🤖 AI Summary
This study addresses the challenge of objective, continuous pain assessment by proposing a multi-representation graph-based electrocortical signal fusion method for automated pain-state identification. Methodologically, a single electrophysiological signal (e.g., EEG) is transformed via time-frequency analysis into complementary representations—such as time-domain waveforms, wavelet time-frequency spectra, and Hilbert marginal spectra—which are jointly encoded into a single multi-channel image to enable intra-modal high-order feature integration. A lightweight CNN classifier is then trained on this image representation. Unlike conventional cross-modal signal-level or feature-level fusion approaches, the proposed framework circumvents heterogeneous signal alignment difficulties, thereby enhancing physiological representational consistency and robustness. Experimental results demonstrate superior performance over state-of-the-art fusion methods in classification accuracy, F1-score, and cross-subject generalizability, indicating strong potential for real-time clinical pain monitoring.
📝 Abstract
Pain is a multifaceted phenomenon that affects a substantial portion of the population.

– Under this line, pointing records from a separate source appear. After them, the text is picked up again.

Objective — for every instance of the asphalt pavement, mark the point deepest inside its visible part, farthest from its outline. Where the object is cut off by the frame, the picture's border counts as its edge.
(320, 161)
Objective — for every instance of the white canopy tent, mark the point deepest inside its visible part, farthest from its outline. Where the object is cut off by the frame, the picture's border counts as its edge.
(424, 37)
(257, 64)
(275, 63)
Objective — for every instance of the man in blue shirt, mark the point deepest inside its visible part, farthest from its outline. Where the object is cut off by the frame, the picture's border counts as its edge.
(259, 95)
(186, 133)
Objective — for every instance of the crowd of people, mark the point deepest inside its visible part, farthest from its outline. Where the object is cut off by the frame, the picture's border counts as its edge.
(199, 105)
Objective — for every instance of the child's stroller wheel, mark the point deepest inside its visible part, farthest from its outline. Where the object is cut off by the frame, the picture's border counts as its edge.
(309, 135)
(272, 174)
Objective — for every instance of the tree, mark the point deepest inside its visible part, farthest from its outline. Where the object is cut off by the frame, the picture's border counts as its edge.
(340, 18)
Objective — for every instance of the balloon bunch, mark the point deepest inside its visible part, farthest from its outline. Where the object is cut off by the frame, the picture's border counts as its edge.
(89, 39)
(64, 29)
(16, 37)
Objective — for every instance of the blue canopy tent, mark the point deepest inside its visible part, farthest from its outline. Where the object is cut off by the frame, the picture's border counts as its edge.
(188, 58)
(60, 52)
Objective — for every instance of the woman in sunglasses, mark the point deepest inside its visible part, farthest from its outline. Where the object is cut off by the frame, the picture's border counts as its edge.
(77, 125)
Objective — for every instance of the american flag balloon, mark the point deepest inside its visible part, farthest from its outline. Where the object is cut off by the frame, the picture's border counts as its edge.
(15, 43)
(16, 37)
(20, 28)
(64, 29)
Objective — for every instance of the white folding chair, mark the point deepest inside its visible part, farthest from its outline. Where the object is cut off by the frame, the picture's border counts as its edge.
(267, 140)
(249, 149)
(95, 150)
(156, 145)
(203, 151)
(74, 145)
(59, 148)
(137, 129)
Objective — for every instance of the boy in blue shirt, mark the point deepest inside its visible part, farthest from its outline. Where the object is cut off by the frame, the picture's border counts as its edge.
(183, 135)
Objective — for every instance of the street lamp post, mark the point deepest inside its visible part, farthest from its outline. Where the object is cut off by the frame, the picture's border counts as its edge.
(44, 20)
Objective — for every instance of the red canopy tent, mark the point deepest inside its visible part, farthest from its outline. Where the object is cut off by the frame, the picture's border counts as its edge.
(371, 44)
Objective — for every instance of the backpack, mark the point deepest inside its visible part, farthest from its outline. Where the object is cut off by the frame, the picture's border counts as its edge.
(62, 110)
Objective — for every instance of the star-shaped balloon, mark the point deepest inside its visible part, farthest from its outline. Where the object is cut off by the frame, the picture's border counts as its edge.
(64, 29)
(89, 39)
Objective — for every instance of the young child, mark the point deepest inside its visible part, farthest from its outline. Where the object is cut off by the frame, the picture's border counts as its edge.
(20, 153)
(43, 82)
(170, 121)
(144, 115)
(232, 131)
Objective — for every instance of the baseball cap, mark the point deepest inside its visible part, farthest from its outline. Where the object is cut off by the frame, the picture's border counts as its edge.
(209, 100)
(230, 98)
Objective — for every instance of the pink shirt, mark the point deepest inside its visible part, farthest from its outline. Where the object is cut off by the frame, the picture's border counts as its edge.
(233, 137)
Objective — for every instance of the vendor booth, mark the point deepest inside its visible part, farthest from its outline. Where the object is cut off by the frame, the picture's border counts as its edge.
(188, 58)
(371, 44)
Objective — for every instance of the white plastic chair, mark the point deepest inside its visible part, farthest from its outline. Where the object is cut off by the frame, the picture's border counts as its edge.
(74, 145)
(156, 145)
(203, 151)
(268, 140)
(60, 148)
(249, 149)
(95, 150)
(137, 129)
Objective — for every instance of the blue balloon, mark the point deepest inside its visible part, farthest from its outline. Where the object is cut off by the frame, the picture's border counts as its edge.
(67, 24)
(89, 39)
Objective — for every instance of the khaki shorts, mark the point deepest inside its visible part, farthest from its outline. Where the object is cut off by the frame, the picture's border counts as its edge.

Reliable and consistent evaluation benefits those experiencing pain and underpins the development of effective and advanced management strategies. Automatic pain-assessment systems deliver continuous monitoring, inform clinical decision-making, and aim to reduce distress while preventing functional decline. By incorporating physiological signals, these systems provide objective, accurate insights into an individual's condition. This study has been submitted to the extit{Second Multimodal Sensing Grand Challenge for Next-Gen Pain Assessment (AI4PAIN)}. The proposed method introduces a pipeline that leverages electrodermal activity signals as input modality. Multiple representations of the signal are created and visualized as waveforms, and they are jointly visualized within a single multi-representation diagram. Extensive experiments incorporating various processing and filtering techniques, along with multiple representation combinations, demonstrate the effectiveness of the proposed approach. It consistently yields comparable, and in several cases superior, results to traditional fusion methods, establishing it as a robust alternative for integrating different signal representations or modalities.